Monday, November 5, 2012

Teaching commitment, how far should we go?



Chuck and I are in the middle of a disagreement.  Not a terrible one.  Just a small one that we both have views on.  This disagreement is different in that we can also see the point of view of the other person and it's valid as well.  Here goes:

Ren is playing soccer.  He just doesn't like it this year.  However, we told him he must finish out the season and follow through on the commitment he made to us and his team.  Once the season ends, he no longer has to play.  He has already decided that this season will be his last.  We're okay with that.  He is ready to try something else and t-ball is right up his alley.  He has terrific hand/eye coordination!

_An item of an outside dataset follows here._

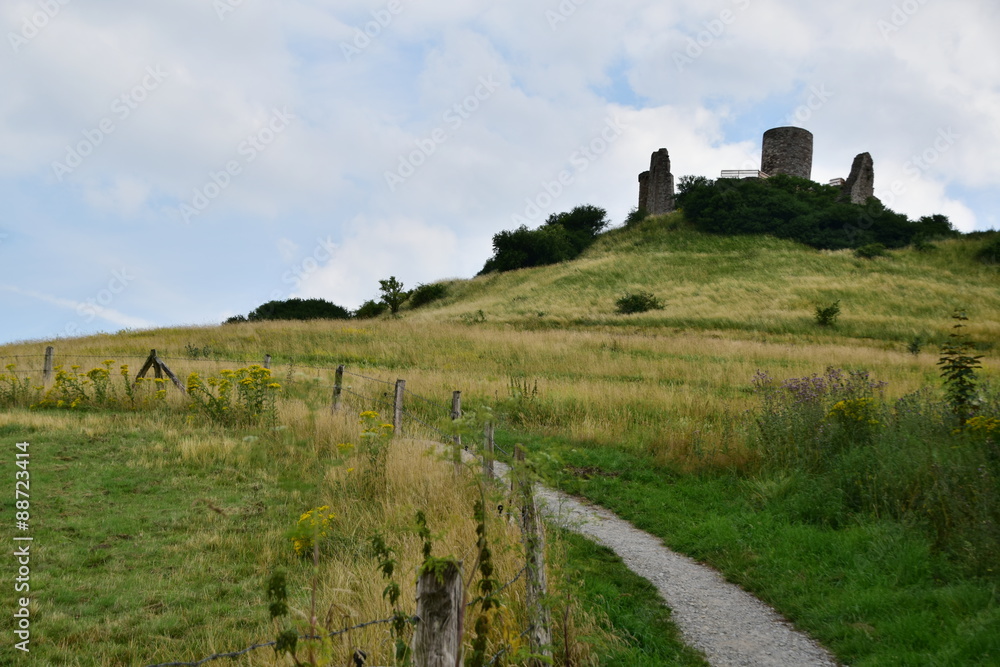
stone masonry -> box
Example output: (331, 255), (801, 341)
(760, 127), (812, 178)
(840, 153), (875, 204)
(639, 148), (674, 215)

The dilemma and conflict sets in here.  Our typical SAY soccer season has ended.  CS was finished 3 weeks ago and A played her last tournament game 2 weekends ago.  Ren's team, well, they are pretty awesome.  They qualified for the area tournament which had them playing SAY teams from the surrounding communities.  That started 2 weekends ago and carried over into this past weekend.  He played the semi-final game and the finals (against the only other team from our community to go to this tournament).  These last two games were in the rain and it was frigid.  He. was. unhappy.  After the semi-final win, it was mentioned that the team has qualified to go to the state tournament.  Wait, what?!?

There is another small, side issue to Ren's soccer season worth mentioning.  Ren didn't play to his fullest this year because he was just over it all.  This has brought on ridicule and general meanness from a few of the boys on the team.  He has been told by the other kids that he is 'stupid, an awful player, the reason why they lose, among other things".  We did bring it up to the coach and he chatted with the boys in question, but things still get said out of earshot of the coaches.  Ren's self esteem is suffering and for a kid that already deals with being different, this isn't helping.

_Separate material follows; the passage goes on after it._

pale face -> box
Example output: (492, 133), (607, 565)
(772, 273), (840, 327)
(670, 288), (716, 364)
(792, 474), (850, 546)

Back to the "his team is going to state tournament" issue.  We are divided on what to do.  On one hand, we feel he needs to see his commitment through to the end.  I mean, he may not be the best player on the team, but he does try hard and helps out.  He has been to every practice and even sat on the sidelines and cheered when he was out due to pneumonia.  He was committed to his team and has celebrated each victory (and two losses) with the rest of the team.

On the other hand, he is so over soccer.  He missed his sister's birthday party this weekend because of tournament games and that tore his heart apart.  Thankfully, he had a small 'window' between games and he and Chuck rushed home to help sing "Happy Birthday" and grab a cupcake.  We also have this issue with the kid who has said something to him.  We believe this child is only repeating what he has heard someone else say, but we are unsure of this.  We just have a hard time believing a 6 year old could come up with those things on his own.  I will be chatting with the coach again this week and I'm also taking it to the next level and pulling the parents aside as well.  It's also cold and Ren has already had pneumonia during this season.  I'm not sure I want to risk him getting sick again.

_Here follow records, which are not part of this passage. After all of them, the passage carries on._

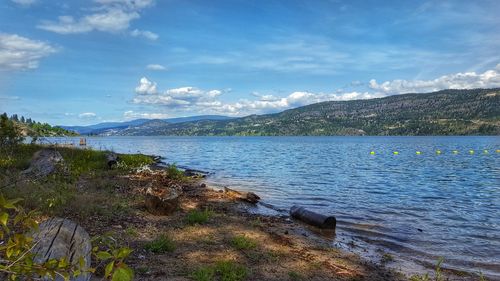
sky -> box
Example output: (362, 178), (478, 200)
(0, 0), (500, 125)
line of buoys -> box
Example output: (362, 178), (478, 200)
(370, 149), (500, 155)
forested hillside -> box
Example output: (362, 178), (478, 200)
(105, 88), (500, 136)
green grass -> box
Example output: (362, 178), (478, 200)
(190, 261), (248, 281)
(144, 235), (175, 254)
(190, 266), (215, 281)
(186, 209), (214, 225)
(288, 271), (305, 281)
(231, 235), (257, 250)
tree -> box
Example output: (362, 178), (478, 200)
(0, 114), (24, 152)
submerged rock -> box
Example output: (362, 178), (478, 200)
(23, 148), (64, 177)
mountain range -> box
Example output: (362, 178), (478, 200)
(63, 88), (500, 136)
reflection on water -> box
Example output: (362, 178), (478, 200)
(47, 137), (500, 277)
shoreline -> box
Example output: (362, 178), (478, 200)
(0, 145), (495, 281)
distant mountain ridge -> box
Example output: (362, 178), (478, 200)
(98, 88), (500, 136)
(59, 115), (233, 135)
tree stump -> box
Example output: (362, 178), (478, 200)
(23, 148), (64, 177)
(33, 218), (92, 281)
(224, 187), (260, 204)
(106, 153), (120, 169)
(146, 187), (179, 216)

We don't have the details yet as to what "state tournament" requires, but we aren't sure Ren will be participating.  We want to chat with the coach and see what he feels.  We ask Ren about it and he just wants to stop now.  I think he needs to follow through and finish the season.  Chuck says to chat with the coach and allow him to step aside.

What are your suggestions?

2 comments:

  1. I think he needs to finish it out. He is part of the team that has made it thus far. My feelings are if you allow him to step down you are teaching him not to complete was he has started and you can let down those that need him. He doesn't have that much left...I know it sucks when you kids are in stuff they hate. BUT they made the choice to start it they need to finish it. Just my thoughts.